Joanne Davis reports on the young activists leading the fight for our futures
For many school, college and university students around the UK, Friday 15 February was no ordinary day. This time it was the system being taught a lesson, as thousands of students took to the streets to demand action on climate change. Driven by YouthStrike4Climate, around ten thousand protested in London as part of a co-ordinated day of action with 38 other towns and cities around the UK, which was followed by an internationally co-ordinated strike on 15 March that took place in over 100 countries.
The movement has been inspired by 16-year-old Swedish student Greta Thunberg, who communicates a sense of urgency which has resonated with young people around the world who will grow up with the increasingly disastrous consequences of climate change. She says: “I don’t want you to be hopeful. I want you to panic. I want you to feel the fear I feel every day, then I want you to act”.
While some world leaders, most notably Donald Trump, remain inside a bubble of climate change denial, others are prepared to talk the talk on climate change, yet remain fully complicit in the corporate-driven wrecking of the planet. Not least of these is Theresa May, who continues to promote fracking despite all the evidence, and protests, over the huge risks it poses to the environment and the English landscape.

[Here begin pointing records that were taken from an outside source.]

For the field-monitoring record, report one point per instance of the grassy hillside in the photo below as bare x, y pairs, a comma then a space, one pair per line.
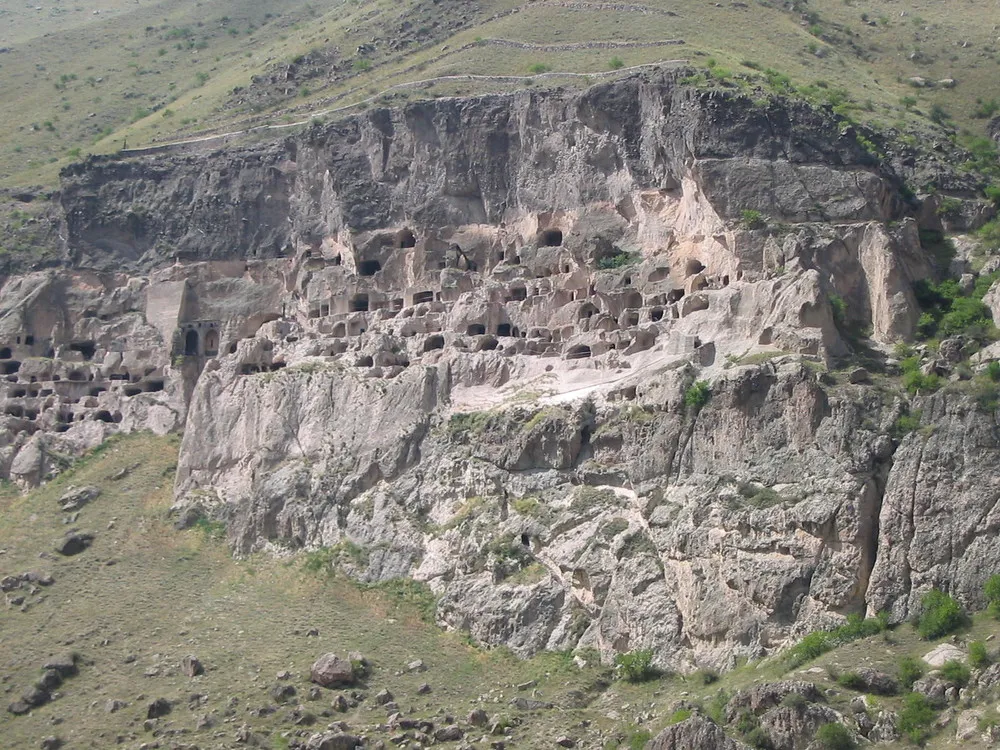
145, 595
74, 82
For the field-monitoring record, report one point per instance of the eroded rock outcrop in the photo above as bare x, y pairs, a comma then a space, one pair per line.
462, 342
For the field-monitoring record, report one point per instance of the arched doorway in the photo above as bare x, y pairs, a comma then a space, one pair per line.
191, 343
211, 343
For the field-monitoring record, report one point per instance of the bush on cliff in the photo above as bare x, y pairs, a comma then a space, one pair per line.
636, 666
939, 615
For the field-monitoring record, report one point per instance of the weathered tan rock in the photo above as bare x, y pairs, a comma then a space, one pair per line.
330, 670
939, 655
694, 732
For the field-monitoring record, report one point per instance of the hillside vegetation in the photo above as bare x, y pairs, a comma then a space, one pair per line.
144, 596
107, 74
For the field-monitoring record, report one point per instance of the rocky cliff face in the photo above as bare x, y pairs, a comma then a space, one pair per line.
464, 342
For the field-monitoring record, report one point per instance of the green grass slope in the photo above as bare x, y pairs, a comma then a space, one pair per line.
145, 595
75, 83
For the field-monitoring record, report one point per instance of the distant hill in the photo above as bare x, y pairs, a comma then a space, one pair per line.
106, 73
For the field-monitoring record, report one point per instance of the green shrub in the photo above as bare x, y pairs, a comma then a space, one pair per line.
211, 529
991, 590
636, 666
908, 671
752, 219
979, 657
955, 671
819, 642
989, 235
715, 709
949, 207
697, 395
851, 681
905, 424
794, 700
916, 718
759, 739
705, 676
835, 736
939, 615
681, 714
746, 722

Much of the conventional ruling class thinking on the climate crisis, even where they do accept one exists, does in many ways reflect its assessment of the economic crisis and David Cameron’s old mantra that ‘we’re all in this together’. That is to say that we all share equal responsibility. The ethos is one of individual lifestyle changes where we should all make sacrifices. While many schools and other education settings are very pro-active on this social responsibility aspect, a new generation has now shown that it is all too aware of where real responsibility lay. It is with those who are in positions of much greater power, and preside over a chaotic profit-driven system which treats the Earth and its inhabitants as collateral damage.
This is one of the most inspiring things about the school strikes. They are overtly political, placing responsibility squarely at the door of governments and big business. In London, students were even heard chanting ‘oh Jeremy Corbyn’ and there is a wide recognition amongst people of all ages that young people are growing up in a system which is failing them. This is also reflected in the demands of the UK Students Climate Change Network which, alongside calling for action on climate change, also calls for the voting age to be lowered to 16, and for the National Curriculum to be updated to include the ecological crisis as a top priority.
What is needed is a mass movement response which takes on the system as a whole. Young people have often provided a crucial ignition source for this, from the school walkouts over the Iraq War in 2003, to the tuition fee protests in 2010 which lit the fuse of the anti-austerity movements. These issues are linked. A profit-driven neoliberal system which cannot even provide affordable housing, free education and a living wage cannot be expected to provide the answers to arguably the most pressing crisis of the 21st century. That is, unless, they are stopped in their tracks by a mass movement geared towards social transformation.
Another strike has been called for Friday 12 April. The following statement from YouthStrike4Climate makes it very clear that this is a serious movement that will not be disappearing anytime soon:
“The world’s youth are waking up. Our leaders have failed us. They’re not doing enough to save our future. We must keep the pressure up to demand climate action. Whether you are at school, college or uni, go on strike… Join with youth from over 40 [now 100] countries across the world to fight for your future.”